É preciso que se saiba que não importa o tamanho do problema ou do erro, mas nosso empenho sadio nas escolhas do hoje que redundarão num futuro diferente.

Não temos mais controle sobre o que já fizemos. Isso é passado. Mas podemos controlar o nosso próprio futuro e isso realmente depende de nós.

Os erros nos ajudam sobremaneira na compreensão sobre os novos caminhos que devem ser trilhados. São importantíssimos para nossa evolução. Não farão sentido para nós determinadas escolhas se não soubermos o porquê delas. A fé precisa ser raciocinada. Devemos saber por que precisamos mudar, como mudar e quando mudar. E mesmo que não consigamos nos reformar em determinados aspectos, o que aprendemos é que precisamos tornar a tentar, tornar a tentar e tornar a tentar… setenta vezes sete vezes, se preciso for…

E se não tivermos a oportunidade de reparar o mal que fizemos com determinada pessoa, diretamente?

Busquemos não repetir o erro e amemos muito. Disse o apóstolo Pedro que “O amor cobre uma multidão de pecados” (I Pedro, 4:8). É isso.

Recordemos que do erro de Rousseau e de Maria de Magdala surgiram frutos maravilhosos. Embora sem conseguirem uma reparação direta com os prejudicados ainda naquela encarnação [no caso de Rousseau, os cinco filhos por ele abandonados], ambos optaram pelo exercício do amor desinteressado e com isso nos deixaram um belíssimo e importante legado que, se observado e levado a efeito, ajuda-nos em nossa caminhada, libertando-nos do remorso, impulsionando-nos ao acerto, ao bom caminho, conforme já nos indicava, há dois mil anos, Jesus, o Mestre por excelência.
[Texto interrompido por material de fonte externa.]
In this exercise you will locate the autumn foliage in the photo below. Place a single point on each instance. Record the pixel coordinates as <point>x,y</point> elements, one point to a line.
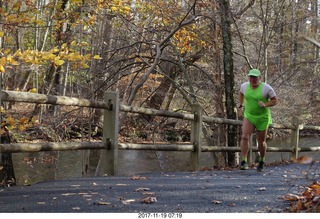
<point>309,201</point>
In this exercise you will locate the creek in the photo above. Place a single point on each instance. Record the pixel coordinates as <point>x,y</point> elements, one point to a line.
<point>31,168</point>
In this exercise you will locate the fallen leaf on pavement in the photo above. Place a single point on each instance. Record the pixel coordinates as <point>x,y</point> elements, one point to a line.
<point>142,189</point>
<point>303,160</point>
<point>137,177</point>
<point>149,200</point>
<point>103,203</point>
<point>128,201</point>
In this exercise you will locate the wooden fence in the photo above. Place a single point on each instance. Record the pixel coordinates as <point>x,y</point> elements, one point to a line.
<point>110,142</point>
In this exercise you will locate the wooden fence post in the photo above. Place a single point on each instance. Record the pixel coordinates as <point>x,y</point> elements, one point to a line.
<point>295,138</point>
<point>110,132</point>
<point>196,137</point>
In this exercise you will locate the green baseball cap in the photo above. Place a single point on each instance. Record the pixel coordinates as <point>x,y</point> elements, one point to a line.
<point>254,72</point>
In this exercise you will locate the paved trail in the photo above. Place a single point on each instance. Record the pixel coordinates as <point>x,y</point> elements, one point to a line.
<point>188,192</point>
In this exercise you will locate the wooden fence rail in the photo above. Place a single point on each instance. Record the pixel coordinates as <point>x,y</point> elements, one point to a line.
<point>110,142</point>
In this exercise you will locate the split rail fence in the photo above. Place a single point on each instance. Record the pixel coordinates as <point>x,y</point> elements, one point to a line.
<point>110,144</point>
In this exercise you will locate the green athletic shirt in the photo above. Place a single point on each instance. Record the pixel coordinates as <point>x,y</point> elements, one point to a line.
<point>260,117</point>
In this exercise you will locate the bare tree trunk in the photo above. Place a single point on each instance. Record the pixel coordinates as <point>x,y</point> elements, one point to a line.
<point>228,75</point>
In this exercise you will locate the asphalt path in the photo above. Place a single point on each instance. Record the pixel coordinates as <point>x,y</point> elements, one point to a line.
<point>214,191</point>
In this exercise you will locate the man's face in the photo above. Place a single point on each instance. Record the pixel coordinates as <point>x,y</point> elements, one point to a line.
<point>254,81</point>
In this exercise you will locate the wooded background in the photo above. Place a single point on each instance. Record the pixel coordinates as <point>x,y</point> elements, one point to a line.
<point>162,54</point>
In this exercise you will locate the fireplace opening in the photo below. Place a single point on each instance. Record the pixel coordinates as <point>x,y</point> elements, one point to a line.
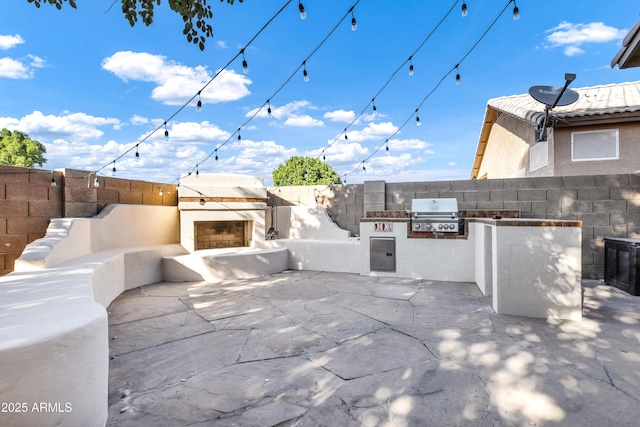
<point>221,234</point>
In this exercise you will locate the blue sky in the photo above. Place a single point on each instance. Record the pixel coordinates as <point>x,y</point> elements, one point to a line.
<point>90,87</point>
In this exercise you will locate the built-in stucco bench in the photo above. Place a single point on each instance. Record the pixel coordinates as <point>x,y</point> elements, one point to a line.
<point>54,343</point>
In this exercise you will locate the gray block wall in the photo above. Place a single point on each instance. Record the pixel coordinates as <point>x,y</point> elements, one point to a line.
<point>608,205</point>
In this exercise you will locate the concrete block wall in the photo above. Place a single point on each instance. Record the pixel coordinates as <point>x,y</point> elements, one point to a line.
<point>343,203</point>
<point>28,202</point>
<point>608,205</point>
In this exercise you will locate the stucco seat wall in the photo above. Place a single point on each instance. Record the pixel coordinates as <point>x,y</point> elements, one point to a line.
<point>53,321</point>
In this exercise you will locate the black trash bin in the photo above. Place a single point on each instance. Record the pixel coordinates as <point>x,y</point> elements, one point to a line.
<point>621,264</point>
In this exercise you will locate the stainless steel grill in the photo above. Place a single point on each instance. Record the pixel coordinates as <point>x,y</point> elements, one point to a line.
<point>435,215</point>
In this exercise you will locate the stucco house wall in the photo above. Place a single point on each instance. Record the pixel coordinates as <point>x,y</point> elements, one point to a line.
<point>629,151</point>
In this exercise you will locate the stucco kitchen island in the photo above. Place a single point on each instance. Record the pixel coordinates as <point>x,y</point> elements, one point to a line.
<point>530,267</point>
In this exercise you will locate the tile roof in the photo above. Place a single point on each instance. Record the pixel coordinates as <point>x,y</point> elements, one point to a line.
<point>594,100</point>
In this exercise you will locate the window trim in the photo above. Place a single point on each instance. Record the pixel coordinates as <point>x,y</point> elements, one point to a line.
<point>596,159</point>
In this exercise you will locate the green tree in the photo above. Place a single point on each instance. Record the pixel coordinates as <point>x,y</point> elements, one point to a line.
<point>17,149</point>
<point>299,170</point>
<point>195,14</point>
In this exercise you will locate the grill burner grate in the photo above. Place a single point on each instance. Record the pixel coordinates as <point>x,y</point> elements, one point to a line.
<point>435,215</point>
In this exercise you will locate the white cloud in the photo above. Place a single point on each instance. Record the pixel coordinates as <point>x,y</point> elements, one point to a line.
<point>194,132</point>
<point>7,41</point>
<point>138,120</point>
<point>408,144</point>
<point>176,83</point>
<point>572,36</point>
<point>72,126</point>
<point>280,113</point>
<point>290,114</point>
<point>303,121</point>
<point>340,116</point>
<point>341,152</point>
<point>372,131</point>
<point>14,69</point>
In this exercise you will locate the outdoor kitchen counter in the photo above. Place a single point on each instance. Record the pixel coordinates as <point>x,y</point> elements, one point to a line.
<point>527,222</point>
<point>530,267</point>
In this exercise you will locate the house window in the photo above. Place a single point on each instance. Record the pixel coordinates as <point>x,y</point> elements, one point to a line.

E mesmo que tenhamos de aguardar um tempo maior para conseguirmos oportunidade de reparação direta, não tenhamos dúvida de que, fortalecidos pelo amor em ação, conseguiremos ultrapassar barreiras íntimas, tornando-nos, por fim, benfeitores não apenas destes, mas de muitos outros que cruzarem os nossos caminhos. 

Referências 

LELOUP: J. Y; WEILL, P.; CREMA, R. Normose: a patologia da normalidade. São Paulo, Thot, 1997.  

KARDEC, A. O Céu e o Inferno, Código da Vida Futura, p.94, Tradução de Manuel Justiniano Quintão, 42ª edição; FEB; Rio de Janeiro, 1998. 

___________O Livro dos Espíritos, 1ª edição comemorativa do sesquicentenário, Tradução de Evandro Noleto Bezerra, FEB, Rio de Janeiro, 2006. 

ROUSSEAU, J.J.; Emílio ou Da Educação; tradução Roberto Leal Ferreira, 3ª edição, São Paulo, Martins Fontes, 2004. 

WEBER, Max. A Ética Protestante e o Espírito do Capitalismo. São Paulo, Martin Claret. 4ª edição, 2001. 

XAVIER, F.C.; Boa Nova, capítulo Maria de Magdala, pelo Espírito Humberto de Campos; FEB; 3ª edição, Rio de Janeiro, 2008.

(1) Segundo a ideia vigente na ideologia do capitalismo, o homem é um ser que ‘se faz sozinho’, podendo ascender ou fracassar, de acordo com sua vontade [ou falta dela]. Nesta forma de pensamento não são consideradas as influências do meio para estudo e entendimento do indivíduo; os fenômenos humanos poderiam ser estudados em separado do contexto onde este se desenvolveu. Na cultura norte-americana, o ‘self-made man’ (homem que se faz sozinho) é o símbolo maior desse tipo de pensamento, auxiliando, desta forma, a manutenção da ideologia em que estamos mergulhados.